🤖 AI Summary
This work addresses the limited reliability of current rubric-based instruction-following evaluations, which lack fine-grained meta-evaluation of annotator judgment accuracy. To bridge this gap, we propose the first rubric-level meta-evaluation benchmark, comprising a high-quality dataset of 3,486 human-annotated instances. We establish a taxonomy of scoring rubrics and partition the data into Easy and Hard subsets to differentiate model evaluation capabilities. Through the incorporation of explicit reasoning mechanisms, we systematically assess large language models under both rubric-level and checklist-level paradigms. Experimental results reveal that even the strongest current model, GPT-4o, achieves only 55.97% accuracy on the Hard subset. Moreover, rubric-level evaluation consistently outperforms checklist-level evaluation, and explicit reasoning significantly enhances judgment accuracy while reducing inter-annotator variance.
📝 Abstract
Rubric-based evaluation has become a prevailing paradigm for evaluating instruction following in large language models (LLMs).

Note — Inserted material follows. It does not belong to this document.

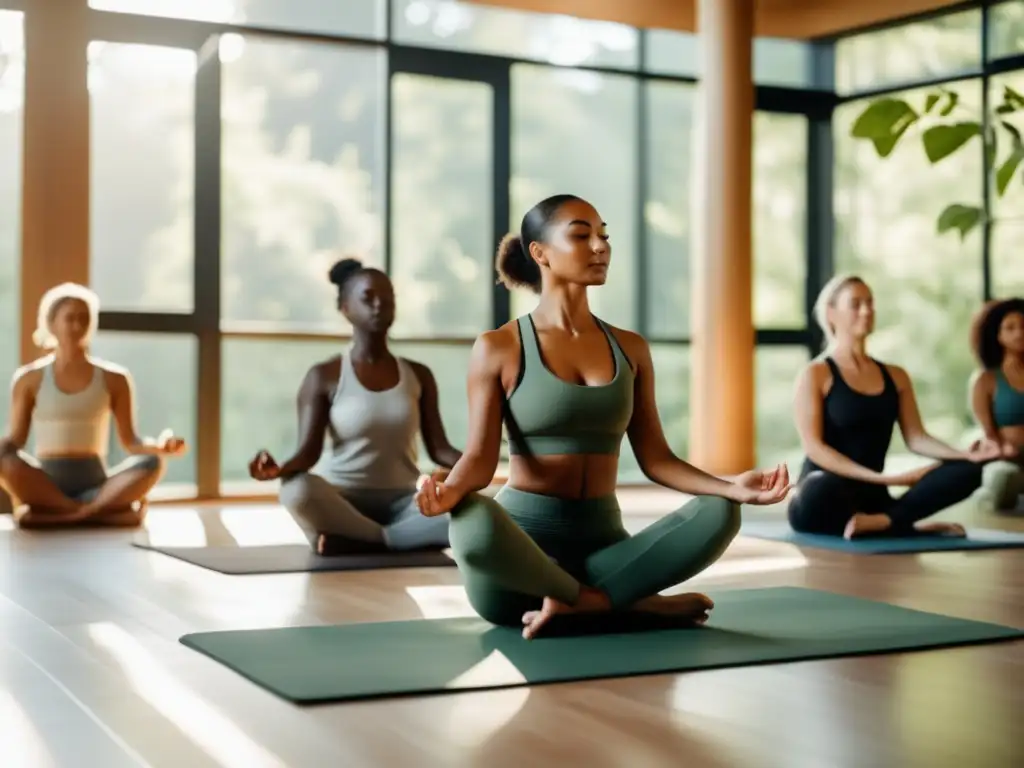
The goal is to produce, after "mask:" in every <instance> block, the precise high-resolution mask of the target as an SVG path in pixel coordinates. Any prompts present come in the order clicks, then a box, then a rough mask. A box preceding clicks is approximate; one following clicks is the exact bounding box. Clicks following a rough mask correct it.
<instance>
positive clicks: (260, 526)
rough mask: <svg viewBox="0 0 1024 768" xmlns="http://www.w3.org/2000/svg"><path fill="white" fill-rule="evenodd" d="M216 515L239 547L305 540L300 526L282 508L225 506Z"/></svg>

Despite its widespread use, the reliability of these rubric-level evaluations remains unclear, calling for meta-evaluation. However, prior meta-evaluation efforts largely focus on the response level, failing to assess the fine-grained judgment accuracy that rubric-based evaluation relies on. To bridge this gap, we introduce RubricEval. Our benchmark features: (1) the first rubric-level meta-evaluation benchmark for instruction following, (2) diverse instructions and responses spanning multiple categories and model sources, and (3) a substantial set of 3,486 quality-controlled instances, along with Easy/Hard subsets that better differentiates judge performance. Our experiments reveal that rubric-level judging remains far from solved: even GPT-4o, a widely adopted judge in instruction-following benchmarks, achieves only 55.97% on Hard subset. Considering evaluation paradigm, rubric-level evaluation outperforms checklist-level, explicit reasoning improves accuracy, and both together reduce inter-judge variance. Through our established rubric taxonomy, we further identify common failure modes and offer actionable insights for reliable instruction-following evaluation.